90% Vegan

Melina Wilcox
Art Major
Studio Art College International, Spring 2018

Before leaving to study abroad in Italy, I’d been a dedicated vegan for nearly half a year. I decided that once I arrived in Italy, I would give up the lifestyle and introduce eggs and dairy back into my diet—never meat though, that is a non-starter for me. I knew that I wouldn’t wasn’t to miss out on the food here, because food is such a huge element of the culture in Italy. Pizza, pasta, cappuccino, pastries, Nutella.

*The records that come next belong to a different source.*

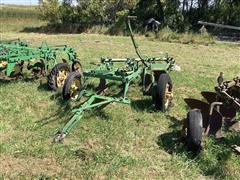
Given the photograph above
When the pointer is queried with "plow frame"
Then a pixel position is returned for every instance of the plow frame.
(146, 69)
(14, 52)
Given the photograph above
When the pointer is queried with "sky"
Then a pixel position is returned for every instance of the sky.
(23, 2)
(19, 2)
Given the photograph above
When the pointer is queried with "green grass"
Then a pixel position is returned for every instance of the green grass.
(120, 141)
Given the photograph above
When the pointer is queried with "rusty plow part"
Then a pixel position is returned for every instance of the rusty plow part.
(212, 123)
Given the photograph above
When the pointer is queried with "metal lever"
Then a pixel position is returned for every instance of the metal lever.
(132, 17)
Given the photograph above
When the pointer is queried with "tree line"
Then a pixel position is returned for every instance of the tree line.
(178, 15)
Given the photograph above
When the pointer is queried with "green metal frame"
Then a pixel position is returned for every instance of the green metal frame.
(130, 70)
(17, 51)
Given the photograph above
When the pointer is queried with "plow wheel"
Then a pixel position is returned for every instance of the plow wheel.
(76, 66)
(17, 73)
(164, 92)
(72, 86)
(58, 75)
(38, 69)
(3, 64)
(194, 130)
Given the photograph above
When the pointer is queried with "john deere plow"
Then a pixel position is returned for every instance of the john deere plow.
(16, 56)
(151, 71)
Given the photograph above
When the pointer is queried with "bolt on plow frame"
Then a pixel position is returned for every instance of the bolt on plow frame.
(208, 117)
(151, 71)
(15, 55)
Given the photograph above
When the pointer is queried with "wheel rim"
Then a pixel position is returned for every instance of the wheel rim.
(168, 96)
(74, 89)
(3, 64)
(77, 66)
(61, 77)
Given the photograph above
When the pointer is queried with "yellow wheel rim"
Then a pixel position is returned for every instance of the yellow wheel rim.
(74, 89)
(61, 77)
(3, 64)
(77, 66)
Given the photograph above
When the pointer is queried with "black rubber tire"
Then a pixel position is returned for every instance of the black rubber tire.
(68, 82)
(159, 100)
(51, 78)
(194, 130)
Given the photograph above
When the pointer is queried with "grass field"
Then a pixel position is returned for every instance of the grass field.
(120, 141)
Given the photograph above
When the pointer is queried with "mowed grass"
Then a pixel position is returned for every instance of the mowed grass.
(119, 141)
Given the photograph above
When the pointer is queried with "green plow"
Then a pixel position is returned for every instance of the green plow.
(153, 72)
(15, 55)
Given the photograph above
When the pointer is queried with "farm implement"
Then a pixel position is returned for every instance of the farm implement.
(208, 117)
(15, 55)
(152, 71)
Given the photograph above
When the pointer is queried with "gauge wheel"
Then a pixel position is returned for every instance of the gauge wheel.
(164, 93)
(72, 86)
(58, 75)
(38, 69)
(77, 66)
(194, 130)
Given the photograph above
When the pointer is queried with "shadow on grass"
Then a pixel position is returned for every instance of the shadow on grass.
(55, 29)
(213, 160)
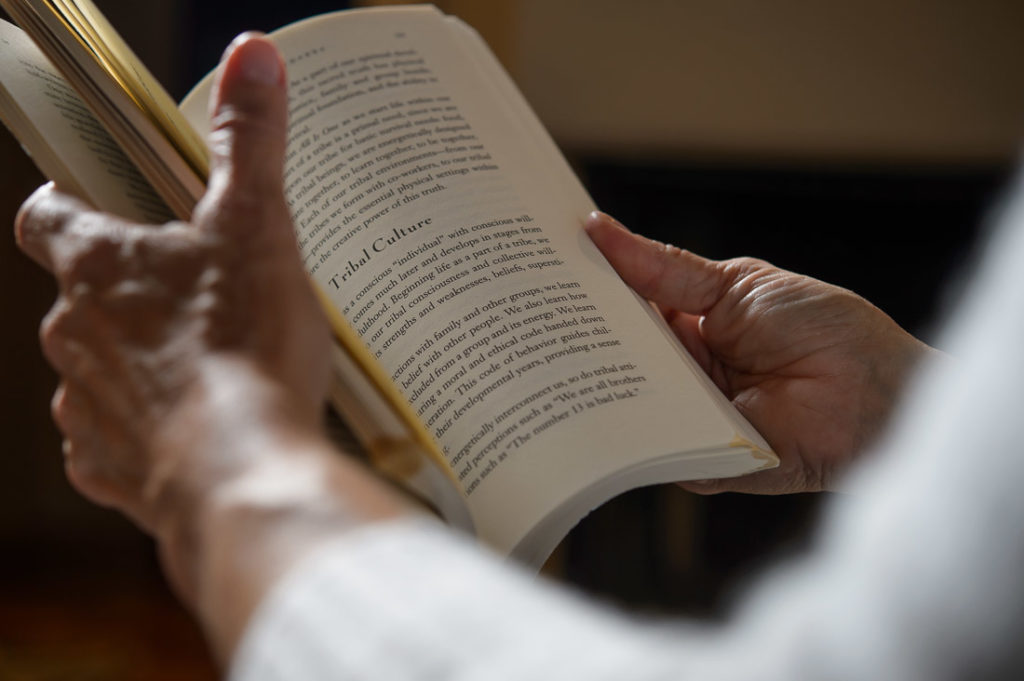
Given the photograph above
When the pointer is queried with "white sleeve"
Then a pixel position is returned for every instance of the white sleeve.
(918, 573)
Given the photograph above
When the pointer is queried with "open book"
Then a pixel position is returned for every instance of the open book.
(487, 353)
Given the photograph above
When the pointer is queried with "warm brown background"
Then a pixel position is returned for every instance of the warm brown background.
(858, 140)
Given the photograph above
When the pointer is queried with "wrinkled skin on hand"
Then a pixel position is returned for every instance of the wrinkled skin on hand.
(155, 322)
(814, 368)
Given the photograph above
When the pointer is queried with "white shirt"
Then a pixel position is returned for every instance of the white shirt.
(919, 573)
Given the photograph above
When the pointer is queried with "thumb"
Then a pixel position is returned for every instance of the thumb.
(669, 275)
(249, 123)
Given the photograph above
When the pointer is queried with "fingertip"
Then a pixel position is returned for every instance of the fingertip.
(252, 58)
(598, 221)
(27, 209)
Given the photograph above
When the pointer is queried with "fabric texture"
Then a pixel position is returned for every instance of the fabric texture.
(918, 575)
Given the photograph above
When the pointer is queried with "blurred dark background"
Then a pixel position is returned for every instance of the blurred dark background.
(860, 142)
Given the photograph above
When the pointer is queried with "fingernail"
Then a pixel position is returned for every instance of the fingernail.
(598, 216)
(258, 59)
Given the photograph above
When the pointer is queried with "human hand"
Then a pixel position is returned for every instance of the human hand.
(156, 325)
(814, 368)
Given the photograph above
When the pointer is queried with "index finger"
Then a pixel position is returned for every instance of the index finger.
(43, 215)
(670, 277)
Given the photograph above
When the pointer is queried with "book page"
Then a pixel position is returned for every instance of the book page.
(64, 137)
(446, 228)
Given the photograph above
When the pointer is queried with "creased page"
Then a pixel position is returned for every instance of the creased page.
(449, 233)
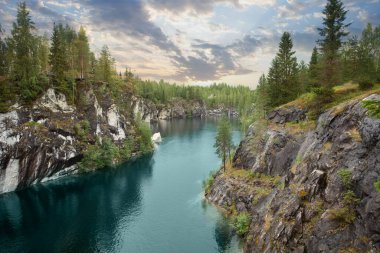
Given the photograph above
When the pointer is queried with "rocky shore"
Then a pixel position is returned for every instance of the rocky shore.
(307, 187)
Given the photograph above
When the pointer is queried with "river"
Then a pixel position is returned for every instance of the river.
(152, 205)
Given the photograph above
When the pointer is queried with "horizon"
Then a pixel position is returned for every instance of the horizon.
(234, 43)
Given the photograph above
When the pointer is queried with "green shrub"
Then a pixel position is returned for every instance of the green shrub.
(347, 213)
(377, 185)
(350, 199)
(99, 155)
(82, 129)
(241, 224)
(344, 215)
(322, 97)
(345, 177)
(144, 137)
(365, 84)
(127, 149)
(373, 107)
(209, 182)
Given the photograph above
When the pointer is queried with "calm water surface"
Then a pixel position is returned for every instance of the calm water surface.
(150, 205)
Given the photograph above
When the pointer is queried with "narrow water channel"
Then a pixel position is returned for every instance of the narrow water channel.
(152, 205)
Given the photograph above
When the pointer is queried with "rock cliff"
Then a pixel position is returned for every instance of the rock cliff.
(307, 188)
(46, 140)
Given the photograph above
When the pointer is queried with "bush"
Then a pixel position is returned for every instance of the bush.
(377, 185)
(241, 224)
(322, 97)
(82, 129)
(373, 107)
(344, 215)
(127, 149)
(347, 213)
(144, 137)
(209, 182)
(345, 177)
(99, 155)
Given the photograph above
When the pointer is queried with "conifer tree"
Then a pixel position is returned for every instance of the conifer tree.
(43, 54)
(23, 53)
(104, 66)
(223, 140)
(283, 83)
(332, 33)
(3, 54)
(24, 45)
(83, 53)
(314, 69)
(58, 57)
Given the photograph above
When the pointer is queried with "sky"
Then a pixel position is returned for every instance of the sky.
(195, 42)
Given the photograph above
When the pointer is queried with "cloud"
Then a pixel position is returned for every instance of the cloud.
(203, 6)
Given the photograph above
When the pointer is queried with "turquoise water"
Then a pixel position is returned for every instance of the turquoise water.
(151, 205)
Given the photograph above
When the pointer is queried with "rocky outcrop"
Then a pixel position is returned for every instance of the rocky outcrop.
(175, 109)
(287, 114)
(313, 209)
(46, 140)
(178, 109)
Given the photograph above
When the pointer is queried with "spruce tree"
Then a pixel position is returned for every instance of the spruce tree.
(332, 33)
(25, 68)
(58, 57)
(283, 83)
(314, 69)
(83, 54)
(223, 140)
(25, 62)
(43, 54)
(104, 66)
(3, 54)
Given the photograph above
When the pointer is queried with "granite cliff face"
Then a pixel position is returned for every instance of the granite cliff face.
(44, 140)
(307, 188)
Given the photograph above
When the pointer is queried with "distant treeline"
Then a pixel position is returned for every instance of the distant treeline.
(334, 61)
(29, 64)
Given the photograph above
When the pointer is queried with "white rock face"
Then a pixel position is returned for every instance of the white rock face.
(10, 180)
(67, 171)
(113, 117)
(156, 138)
(56, 102)
(6, 133)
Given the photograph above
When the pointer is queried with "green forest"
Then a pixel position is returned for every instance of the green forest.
(31, 63)
(336, 59)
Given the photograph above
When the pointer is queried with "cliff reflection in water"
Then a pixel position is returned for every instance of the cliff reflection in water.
(54, 218)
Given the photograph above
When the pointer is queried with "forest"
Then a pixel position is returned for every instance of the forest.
(336, 59)
(30, 63)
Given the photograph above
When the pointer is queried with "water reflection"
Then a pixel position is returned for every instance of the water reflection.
(54, 218)
(151, 205)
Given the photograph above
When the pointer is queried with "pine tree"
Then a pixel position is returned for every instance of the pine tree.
(283, 83)
(303, 77)
(3, 54)
(25, 66)
(24, 46)
(58, 57)
(314, 69)
(104, 66)
(83, 53)
(223, 140)
(262, 98)
(332, 33)
(43, 54)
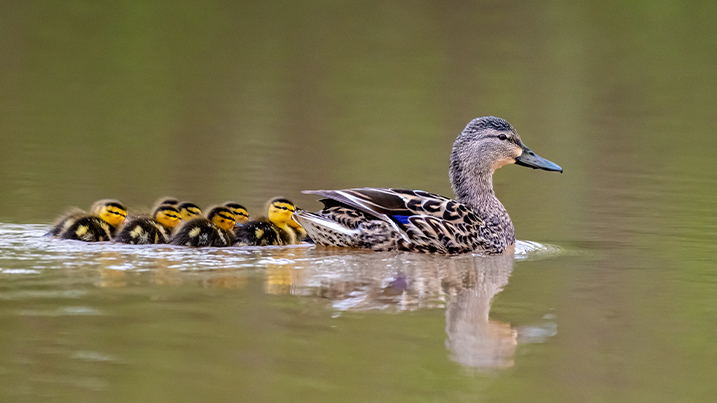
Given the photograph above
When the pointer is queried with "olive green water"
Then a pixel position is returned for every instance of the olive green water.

It’s also very difficult to eat out as a vegan, much more so in Italy than in the States. In Kalamazoo, there are a handful of restaurants I frequent with reliable, delicious vegan sections on their menus, and most other places have at least one option that I can order. In Florence, there is only one sandwich shop I’ve found with a clear vegan option. Thank you forever, Pino’s.

IMG_0940
the Sant’Ambrogio market

Meat and cheese is just such a massive part of the food culture here. There are restaurants here that don’t even have a vegetarian option for me to eat. Veganism is inaccessible.

I’ve gone back to cooking vegan at my apartment, after spending the first couple months buying cheese and eggs because I gave myself option to do so. But veganism is a way of eating that I prefer. I save my breaks for eating out with friends or going for cappuccino between classes.

I’ve even had to change the way I cook for myself while I’ve been in Italy. My vegan staples in the States – quinoa, chia seeds, hummus, tahini, plant protein – are nearly impossible to find in the small neighborhood groceries we shop at. On the plus side though, I have more access to local, farm-fresh produce here than I did in Kalamazoo. Every few days I stop by the Sant’Ambrogio market, a gorgeous daily farmers market, to pick up the majority of my food.